Share

Bab 7 - Teddy bear

“K-kak Daffa ...”

Dapat kurasakan semua mata kini tertuju padaku. Sudah terlanjur malu, aku hanya bisa menyembunyikan wajahku di ketiak Daffa. Daffa membawaku ke ruangan yang digunakan untuk Mama dan Papa mengganti kostum . Ia mendudukkanku pada salah satu sofa. Kuperhatikan sekeliling, hanya ada kami di sini.

“Lo gapapa, kan?” tanyanya yang duduk di sebelahku.

Aku merapikan rambutku yang berantakan, “Sakit sih enggak, cuma malunya itu yang nggak bisa ditahan.”
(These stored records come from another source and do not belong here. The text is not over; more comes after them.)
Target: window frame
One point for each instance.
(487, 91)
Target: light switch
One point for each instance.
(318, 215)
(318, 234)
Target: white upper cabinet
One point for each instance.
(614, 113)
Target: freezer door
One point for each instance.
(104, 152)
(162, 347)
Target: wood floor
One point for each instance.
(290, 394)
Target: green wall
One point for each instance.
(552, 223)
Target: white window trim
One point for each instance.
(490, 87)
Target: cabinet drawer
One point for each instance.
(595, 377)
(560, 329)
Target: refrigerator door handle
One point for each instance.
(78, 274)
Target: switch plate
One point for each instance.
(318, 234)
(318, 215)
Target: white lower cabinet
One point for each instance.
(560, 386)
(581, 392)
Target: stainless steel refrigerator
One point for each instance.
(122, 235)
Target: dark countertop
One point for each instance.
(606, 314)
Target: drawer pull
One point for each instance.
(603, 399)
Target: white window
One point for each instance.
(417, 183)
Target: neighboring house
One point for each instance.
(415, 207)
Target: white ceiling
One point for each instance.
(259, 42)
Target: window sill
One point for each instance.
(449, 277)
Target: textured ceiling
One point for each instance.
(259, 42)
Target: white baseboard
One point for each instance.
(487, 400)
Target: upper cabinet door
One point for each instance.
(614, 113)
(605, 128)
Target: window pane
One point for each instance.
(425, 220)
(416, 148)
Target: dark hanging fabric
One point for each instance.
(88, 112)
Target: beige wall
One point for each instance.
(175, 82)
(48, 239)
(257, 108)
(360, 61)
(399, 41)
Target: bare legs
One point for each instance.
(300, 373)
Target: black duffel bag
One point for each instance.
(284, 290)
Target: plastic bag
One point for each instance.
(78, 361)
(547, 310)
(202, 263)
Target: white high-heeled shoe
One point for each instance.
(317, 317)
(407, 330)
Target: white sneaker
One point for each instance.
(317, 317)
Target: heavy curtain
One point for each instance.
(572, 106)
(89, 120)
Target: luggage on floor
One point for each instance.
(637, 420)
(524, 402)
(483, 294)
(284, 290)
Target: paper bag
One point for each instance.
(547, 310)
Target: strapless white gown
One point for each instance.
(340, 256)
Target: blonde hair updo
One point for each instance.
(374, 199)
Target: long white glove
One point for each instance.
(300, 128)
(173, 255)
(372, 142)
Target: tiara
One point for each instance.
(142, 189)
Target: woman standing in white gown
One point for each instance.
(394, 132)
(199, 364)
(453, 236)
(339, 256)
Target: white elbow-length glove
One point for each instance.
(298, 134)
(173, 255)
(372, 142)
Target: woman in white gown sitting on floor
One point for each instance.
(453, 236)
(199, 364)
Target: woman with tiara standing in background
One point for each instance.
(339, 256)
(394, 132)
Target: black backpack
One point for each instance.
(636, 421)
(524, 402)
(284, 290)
“Anak itu kalo udah iseng sama orang emang keterlaluan!” sahut Daffa dengan wajahnya yang serius. Aku balik menatapnya.

“Kak, kayanya Edgar nggak suka banget ya sama Gue?” tanyaku mulai frustasi dengan tingkah Edgar.

“Enggak, Hulya. Edgar kalo nggak suka sama orang pasti lebih milih cuek dan nggak akan bertingkah seperti itu," jelas Daffa.

“Jadi, Edgar suka sama gue?” Kutatap wajah Daffa serius. Ia terkekeh ketika mendengar pertanyaanku.

“Ya, belom tentu juga, sih! Emang lo mau disukain sama Edgar?”

Mendengar pertanyaan Daffa membuatku merinding seketika. “Hii, disukain Edgar? Aduh engga deh kak, makasih. Bisa-bisa tiap hari makan ati mulu gara-gara tingkahnya.”

“Haha!” Daffa tertawa renyah begitu mendengar jawaban dariku.

Akhirnya, kami memilih tak kembali ke acara pernikahan, dan memilih berbincang dengan asyik. Aku merasa sefrekuensi dengan Daffa. Selain tampan, ia juga anak yang mengasyikkan dan nyambung jika diajak bicara. Persis seperti pria yang selalu kuidamkan. Ah, andai Daffa bukan Kakak sambungku.

***

Malam telah tiba, acara pernikahan Mama dan Papa juga sudah selesai sejak satu jam yang lalu. Kini, hanya tinggal aku yang bingung harus tidur di mana.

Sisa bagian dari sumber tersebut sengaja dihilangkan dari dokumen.